🤖 AI Summary
Existing methods for building facade parsing struggle to maintain structural consistency under occlusion and perspective distortion, often yielding geometrically irregular layouts. This work proposes a lightweight alignment loss integrated into the YOLOv8 training objective, which injects grid-alignment geometric priors without altering the inference pipeline. By guiding bounding boxes to adhere to regular spatial arrangements, the method effectively corrects alignment errors caused by occlusion and perspective effects on the CMP dataset.
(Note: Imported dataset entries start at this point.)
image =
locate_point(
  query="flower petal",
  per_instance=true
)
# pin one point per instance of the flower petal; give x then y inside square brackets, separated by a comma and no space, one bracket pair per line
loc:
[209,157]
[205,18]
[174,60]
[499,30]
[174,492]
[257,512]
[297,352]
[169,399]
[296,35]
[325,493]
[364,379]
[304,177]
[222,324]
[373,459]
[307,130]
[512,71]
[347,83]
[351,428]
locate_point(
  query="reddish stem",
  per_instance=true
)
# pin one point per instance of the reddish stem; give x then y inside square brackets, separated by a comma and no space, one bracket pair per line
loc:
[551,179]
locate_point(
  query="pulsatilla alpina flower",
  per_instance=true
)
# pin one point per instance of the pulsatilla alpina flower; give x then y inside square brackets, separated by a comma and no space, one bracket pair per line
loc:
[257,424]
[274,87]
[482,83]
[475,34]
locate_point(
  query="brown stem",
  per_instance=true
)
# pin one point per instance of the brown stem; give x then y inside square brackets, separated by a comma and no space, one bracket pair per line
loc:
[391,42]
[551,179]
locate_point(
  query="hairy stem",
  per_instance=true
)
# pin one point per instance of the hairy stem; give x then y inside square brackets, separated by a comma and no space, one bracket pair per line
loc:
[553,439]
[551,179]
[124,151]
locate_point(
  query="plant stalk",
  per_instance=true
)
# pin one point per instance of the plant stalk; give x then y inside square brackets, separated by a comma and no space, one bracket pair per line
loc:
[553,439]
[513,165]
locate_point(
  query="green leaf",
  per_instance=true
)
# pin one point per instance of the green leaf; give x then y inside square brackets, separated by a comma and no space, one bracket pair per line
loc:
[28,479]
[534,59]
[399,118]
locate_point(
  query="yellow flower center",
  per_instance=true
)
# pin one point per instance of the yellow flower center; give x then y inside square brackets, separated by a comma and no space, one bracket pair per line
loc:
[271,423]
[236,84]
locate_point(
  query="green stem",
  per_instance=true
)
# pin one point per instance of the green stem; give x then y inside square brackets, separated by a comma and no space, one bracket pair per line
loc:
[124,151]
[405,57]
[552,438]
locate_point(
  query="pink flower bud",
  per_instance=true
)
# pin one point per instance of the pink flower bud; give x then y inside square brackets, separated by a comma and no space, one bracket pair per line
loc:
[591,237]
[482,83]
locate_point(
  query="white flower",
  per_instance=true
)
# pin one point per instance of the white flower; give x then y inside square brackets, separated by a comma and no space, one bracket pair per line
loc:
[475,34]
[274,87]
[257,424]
It achieves a controllable trade-off between detection accuracy and geometric regularity, significantly enhancing the structural plausibility of parsed facades while preserving high detection performance.
📝 Abstract
Standard object detectors typically treat architectural elements independently, often resulting in facade parsings that lack the structural coherence required for downstream procedural reconstruction. We address this limitation by augmenting the YOLOv8 training objective with a custom lightweight alignment loss. This regularization encourages grid-consistent arrangements of bounding boxes during training, effectively injecting geometric priors without altering the standard inference pipeline. Experiments on the CMP dataset demonstrate that our method successfully improves structural regularity, correcting alignment errors caused by perspective and occlusion while maintaining a controllable trade-off with standard detection accuracy.